# Impact the same as dynamic allowance?



## McEngr (Dec 5, 2011)

Is the dynamic allowance the same as impact? The reason I ask is because it appears that the SE Practice problems refer to a problem that asks for impact negative moment of a slab at a support. It appears that this is an error.


----------



## McEngr (Dec 5, 2011)

Answering my own question here. The answer is that the DLA replaces the impact factor.


----------



## ipswitch (Dec 7, 2011)

McEngr said:


> Is the dynamic allowance the same as impact? The reason I ask is because it appears that the SE Practice problems refer to a problem that asks for impact negative moment of a slab at a support. It appears that this is an error.


I don't use dynamic allowance for anything, I use impact factor for LL. They are different animals. I think chap 3 of AASHTO talks about this.


----------



## ipswitch (Dec 8, 2011)

ipswitch said:


> McEngr said:
> 
> 
> > Is the dynamic allowance the same as impact?

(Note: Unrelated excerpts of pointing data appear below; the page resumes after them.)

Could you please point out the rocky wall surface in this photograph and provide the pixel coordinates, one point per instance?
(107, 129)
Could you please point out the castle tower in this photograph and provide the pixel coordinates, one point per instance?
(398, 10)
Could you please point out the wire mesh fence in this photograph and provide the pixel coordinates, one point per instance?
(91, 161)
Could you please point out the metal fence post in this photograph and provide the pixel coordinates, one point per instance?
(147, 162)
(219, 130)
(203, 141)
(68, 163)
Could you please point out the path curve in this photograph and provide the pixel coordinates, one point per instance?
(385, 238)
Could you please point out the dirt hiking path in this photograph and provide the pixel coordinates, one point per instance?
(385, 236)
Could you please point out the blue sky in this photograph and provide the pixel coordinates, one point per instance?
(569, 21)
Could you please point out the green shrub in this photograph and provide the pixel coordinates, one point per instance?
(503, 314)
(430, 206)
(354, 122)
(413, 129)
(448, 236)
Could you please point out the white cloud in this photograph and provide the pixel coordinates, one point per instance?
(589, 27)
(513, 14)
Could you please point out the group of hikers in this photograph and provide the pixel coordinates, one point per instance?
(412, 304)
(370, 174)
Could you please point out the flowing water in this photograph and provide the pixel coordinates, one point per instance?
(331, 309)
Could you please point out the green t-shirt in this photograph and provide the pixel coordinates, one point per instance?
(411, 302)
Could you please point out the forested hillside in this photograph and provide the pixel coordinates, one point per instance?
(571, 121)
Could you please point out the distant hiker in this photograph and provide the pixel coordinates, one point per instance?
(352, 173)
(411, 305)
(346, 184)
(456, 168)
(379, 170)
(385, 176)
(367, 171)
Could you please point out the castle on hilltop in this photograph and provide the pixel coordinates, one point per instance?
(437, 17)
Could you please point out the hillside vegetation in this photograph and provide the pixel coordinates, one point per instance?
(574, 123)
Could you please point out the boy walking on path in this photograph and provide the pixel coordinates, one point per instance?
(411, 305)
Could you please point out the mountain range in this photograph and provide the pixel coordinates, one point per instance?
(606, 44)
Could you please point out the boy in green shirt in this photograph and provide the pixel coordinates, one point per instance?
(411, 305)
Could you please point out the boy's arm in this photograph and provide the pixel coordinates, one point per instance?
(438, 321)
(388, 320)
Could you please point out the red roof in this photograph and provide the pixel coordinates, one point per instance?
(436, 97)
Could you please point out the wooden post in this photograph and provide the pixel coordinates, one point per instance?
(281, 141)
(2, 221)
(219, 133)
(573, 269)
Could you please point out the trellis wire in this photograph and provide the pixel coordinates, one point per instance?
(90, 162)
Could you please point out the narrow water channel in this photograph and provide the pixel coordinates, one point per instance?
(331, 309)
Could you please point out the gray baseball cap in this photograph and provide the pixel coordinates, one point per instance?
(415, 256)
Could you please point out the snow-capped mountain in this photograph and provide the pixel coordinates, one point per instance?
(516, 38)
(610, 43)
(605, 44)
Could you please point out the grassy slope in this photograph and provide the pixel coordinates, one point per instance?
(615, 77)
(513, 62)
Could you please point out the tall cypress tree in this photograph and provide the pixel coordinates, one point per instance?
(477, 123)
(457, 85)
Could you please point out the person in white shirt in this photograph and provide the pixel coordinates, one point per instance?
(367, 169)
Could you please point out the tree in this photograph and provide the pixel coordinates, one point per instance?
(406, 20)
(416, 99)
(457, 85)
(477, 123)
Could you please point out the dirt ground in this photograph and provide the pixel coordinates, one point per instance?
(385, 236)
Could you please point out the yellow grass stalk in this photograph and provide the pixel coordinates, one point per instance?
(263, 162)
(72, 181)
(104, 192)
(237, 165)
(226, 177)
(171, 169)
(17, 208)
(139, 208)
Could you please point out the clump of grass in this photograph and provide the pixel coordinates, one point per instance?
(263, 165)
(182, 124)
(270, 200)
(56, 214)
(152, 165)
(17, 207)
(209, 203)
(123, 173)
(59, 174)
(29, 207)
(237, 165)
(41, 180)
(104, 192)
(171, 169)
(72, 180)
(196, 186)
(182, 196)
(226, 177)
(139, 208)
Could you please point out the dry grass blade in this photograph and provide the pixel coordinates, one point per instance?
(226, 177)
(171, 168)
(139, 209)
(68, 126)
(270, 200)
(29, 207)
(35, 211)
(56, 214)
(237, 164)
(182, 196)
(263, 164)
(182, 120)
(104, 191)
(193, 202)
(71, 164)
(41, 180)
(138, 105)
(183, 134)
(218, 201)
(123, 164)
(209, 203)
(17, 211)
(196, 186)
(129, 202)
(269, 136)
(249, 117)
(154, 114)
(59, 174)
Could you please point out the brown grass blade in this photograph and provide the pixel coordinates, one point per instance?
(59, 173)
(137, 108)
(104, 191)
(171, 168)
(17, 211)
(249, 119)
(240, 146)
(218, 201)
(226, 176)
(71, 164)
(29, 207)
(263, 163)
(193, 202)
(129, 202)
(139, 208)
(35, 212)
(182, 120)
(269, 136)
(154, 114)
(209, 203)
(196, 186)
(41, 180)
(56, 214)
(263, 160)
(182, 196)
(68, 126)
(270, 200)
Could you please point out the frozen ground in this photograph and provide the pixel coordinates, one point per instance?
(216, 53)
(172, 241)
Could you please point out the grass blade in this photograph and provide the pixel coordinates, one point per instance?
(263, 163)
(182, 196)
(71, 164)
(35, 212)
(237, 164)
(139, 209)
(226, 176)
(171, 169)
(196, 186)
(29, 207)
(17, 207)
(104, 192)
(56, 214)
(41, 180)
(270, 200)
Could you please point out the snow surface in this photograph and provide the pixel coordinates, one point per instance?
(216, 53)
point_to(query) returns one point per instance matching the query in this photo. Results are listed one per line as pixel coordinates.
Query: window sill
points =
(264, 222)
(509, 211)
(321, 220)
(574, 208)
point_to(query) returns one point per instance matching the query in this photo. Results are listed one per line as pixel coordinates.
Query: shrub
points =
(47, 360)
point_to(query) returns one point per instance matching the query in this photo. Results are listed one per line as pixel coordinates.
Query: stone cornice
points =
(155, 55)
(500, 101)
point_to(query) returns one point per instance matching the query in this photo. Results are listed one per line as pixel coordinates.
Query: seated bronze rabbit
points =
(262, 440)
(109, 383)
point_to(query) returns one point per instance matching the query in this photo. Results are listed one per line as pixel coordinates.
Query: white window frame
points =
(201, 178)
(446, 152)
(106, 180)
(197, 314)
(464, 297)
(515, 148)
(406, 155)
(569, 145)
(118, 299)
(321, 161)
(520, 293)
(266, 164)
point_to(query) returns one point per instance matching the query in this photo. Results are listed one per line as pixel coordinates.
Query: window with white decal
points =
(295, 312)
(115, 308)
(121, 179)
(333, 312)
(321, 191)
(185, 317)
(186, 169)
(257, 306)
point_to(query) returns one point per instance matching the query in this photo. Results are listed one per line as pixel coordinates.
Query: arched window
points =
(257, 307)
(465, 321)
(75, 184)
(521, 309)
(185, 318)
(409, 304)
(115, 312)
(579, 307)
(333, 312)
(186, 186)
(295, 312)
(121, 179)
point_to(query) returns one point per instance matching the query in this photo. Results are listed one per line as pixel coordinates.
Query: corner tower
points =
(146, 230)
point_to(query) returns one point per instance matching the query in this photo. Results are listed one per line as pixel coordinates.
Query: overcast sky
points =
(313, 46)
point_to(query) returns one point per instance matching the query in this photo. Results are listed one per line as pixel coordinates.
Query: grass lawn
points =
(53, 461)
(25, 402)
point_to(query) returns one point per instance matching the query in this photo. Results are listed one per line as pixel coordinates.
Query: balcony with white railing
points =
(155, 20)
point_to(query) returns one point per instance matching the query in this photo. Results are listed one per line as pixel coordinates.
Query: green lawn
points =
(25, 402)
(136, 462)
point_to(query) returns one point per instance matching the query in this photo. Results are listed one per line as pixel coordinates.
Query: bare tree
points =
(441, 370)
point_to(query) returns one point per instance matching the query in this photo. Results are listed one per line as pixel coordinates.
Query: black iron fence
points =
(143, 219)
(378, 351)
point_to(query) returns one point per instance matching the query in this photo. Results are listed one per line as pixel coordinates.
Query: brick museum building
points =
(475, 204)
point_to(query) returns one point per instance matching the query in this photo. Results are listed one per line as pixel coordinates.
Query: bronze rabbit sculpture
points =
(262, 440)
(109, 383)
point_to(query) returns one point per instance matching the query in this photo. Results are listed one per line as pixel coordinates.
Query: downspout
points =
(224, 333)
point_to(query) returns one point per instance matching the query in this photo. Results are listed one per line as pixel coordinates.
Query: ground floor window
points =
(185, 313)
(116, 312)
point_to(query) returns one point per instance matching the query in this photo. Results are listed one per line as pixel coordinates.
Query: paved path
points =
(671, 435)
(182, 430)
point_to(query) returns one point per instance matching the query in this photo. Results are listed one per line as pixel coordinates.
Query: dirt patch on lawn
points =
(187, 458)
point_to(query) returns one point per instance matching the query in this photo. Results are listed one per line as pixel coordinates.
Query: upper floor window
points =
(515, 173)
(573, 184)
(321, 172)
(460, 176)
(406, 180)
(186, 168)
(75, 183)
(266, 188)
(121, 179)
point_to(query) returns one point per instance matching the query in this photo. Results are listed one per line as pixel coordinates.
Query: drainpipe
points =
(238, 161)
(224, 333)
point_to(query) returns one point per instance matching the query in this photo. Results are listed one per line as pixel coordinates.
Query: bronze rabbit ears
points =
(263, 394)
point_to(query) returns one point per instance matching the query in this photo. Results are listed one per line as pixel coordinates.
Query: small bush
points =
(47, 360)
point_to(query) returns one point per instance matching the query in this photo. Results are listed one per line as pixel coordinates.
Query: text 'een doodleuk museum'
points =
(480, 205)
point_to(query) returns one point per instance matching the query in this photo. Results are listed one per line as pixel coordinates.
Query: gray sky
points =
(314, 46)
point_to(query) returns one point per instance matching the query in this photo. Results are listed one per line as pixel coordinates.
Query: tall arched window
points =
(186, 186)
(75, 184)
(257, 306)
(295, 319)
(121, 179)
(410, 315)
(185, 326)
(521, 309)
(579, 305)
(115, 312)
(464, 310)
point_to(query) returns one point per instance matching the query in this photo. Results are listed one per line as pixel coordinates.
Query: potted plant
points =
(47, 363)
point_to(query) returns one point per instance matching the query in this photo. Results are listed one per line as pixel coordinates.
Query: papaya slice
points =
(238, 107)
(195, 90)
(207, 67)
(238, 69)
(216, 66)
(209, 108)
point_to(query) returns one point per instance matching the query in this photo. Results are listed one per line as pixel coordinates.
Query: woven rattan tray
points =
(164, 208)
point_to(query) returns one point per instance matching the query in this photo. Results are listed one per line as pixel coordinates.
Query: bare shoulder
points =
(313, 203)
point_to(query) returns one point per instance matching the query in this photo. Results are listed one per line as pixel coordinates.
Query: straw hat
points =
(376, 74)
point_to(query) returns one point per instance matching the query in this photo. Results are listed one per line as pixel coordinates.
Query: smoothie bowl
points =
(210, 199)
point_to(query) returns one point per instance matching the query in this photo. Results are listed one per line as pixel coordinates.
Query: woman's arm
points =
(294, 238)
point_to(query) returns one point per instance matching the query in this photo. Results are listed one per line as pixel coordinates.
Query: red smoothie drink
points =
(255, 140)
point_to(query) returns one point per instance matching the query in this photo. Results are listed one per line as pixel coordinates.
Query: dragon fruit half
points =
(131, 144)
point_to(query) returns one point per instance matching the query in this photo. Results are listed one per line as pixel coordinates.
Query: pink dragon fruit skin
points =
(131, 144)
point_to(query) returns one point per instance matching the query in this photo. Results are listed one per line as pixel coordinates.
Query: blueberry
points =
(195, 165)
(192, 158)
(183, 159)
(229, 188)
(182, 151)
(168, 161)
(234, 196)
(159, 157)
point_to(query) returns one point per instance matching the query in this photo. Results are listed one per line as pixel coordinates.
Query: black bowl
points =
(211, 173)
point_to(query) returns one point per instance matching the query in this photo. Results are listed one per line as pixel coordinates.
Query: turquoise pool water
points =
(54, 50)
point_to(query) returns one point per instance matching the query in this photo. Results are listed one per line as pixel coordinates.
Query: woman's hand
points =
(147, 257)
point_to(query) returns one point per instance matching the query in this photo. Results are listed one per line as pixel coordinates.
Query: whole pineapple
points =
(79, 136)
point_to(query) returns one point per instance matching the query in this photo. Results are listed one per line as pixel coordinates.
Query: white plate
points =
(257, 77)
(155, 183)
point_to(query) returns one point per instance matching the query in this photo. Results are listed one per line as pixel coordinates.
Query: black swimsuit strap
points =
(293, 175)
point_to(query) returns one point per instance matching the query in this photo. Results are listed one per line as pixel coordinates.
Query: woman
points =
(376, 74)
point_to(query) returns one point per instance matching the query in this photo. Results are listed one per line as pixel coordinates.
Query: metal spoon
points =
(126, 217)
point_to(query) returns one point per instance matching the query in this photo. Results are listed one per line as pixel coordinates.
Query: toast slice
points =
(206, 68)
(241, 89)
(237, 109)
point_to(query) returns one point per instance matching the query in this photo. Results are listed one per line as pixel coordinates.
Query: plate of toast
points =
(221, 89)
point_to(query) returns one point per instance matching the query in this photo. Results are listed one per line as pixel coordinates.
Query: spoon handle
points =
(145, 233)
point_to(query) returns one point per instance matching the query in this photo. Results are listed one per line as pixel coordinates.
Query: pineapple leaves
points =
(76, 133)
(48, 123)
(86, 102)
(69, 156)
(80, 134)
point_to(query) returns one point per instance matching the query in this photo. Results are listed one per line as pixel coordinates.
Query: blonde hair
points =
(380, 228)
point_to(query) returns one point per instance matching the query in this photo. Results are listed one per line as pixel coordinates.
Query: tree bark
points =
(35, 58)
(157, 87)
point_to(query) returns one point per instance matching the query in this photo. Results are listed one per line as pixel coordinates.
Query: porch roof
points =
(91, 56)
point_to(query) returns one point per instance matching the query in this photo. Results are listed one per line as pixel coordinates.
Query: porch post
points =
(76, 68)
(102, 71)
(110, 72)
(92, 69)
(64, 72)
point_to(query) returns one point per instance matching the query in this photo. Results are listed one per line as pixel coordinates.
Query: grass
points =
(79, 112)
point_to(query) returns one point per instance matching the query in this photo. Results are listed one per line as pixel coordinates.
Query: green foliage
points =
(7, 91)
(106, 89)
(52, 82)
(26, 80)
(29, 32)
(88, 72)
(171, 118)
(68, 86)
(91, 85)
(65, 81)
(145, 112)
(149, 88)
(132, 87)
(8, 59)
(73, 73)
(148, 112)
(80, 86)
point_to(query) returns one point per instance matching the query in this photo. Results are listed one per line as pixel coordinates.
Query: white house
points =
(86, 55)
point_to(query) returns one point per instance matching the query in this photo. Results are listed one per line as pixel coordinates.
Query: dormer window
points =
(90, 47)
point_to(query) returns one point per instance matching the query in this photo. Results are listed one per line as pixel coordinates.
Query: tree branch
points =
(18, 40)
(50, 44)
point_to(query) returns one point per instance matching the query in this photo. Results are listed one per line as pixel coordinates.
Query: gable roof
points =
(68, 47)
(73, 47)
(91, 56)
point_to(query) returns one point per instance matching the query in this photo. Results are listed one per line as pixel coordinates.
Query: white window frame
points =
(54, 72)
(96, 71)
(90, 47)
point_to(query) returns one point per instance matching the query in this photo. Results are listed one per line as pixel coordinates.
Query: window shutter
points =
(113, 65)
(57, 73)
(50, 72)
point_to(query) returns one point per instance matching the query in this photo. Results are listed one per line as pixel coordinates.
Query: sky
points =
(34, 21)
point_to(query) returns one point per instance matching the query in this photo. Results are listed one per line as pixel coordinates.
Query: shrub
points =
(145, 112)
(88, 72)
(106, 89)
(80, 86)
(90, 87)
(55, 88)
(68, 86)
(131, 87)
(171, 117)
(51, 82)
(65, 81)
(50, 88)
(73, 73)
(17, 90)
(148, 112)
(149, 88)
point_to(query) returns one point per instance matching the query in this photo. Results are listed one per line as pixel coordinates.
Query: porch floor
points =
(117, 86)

The reason I ask is because it appears that the SE Practice problems refer to a problem that asks for impact negative moment of a slab at a support. It appears that this is an error.
> ...


Depending on what design standard you use. ASSHTO LRFD calls the impact factor "dynamic allowance" Other bridge specs call it impact factor. I just call it impact factor.


----------



## McEngr (Dec 8, 2011)

ipswitch, you forced me to double check myself yet again. I'm glad you posted again as I was going to be scratching my head for a few days trying to figure out the difference again.

I think the word allowance is a big problem from an interpretation standpoint. The implied meaning is that it is optional, but it clearly is a requirement.


----------



## ADB (Dec 8, 2011)

AASHTO just changed terminology and the way it is computed. AASHTO Std. Specs used a different formula that was dependent upon the span length. LRFD uses 1.33.


----------



## McEngr (Dec 8, 2011)

Thank you ADB. It helps to have forums like these to get clarification. I hope to pay it forward during this study process...


----------



## ipswitch (Dec 8, 2011)

ipswitch said:


> ipswitch said:
> 
> 
> > McEngr said:
> ...


I was shooting at the hip the first post until I checked the AASHTO this morning when I arrived at the office.


----------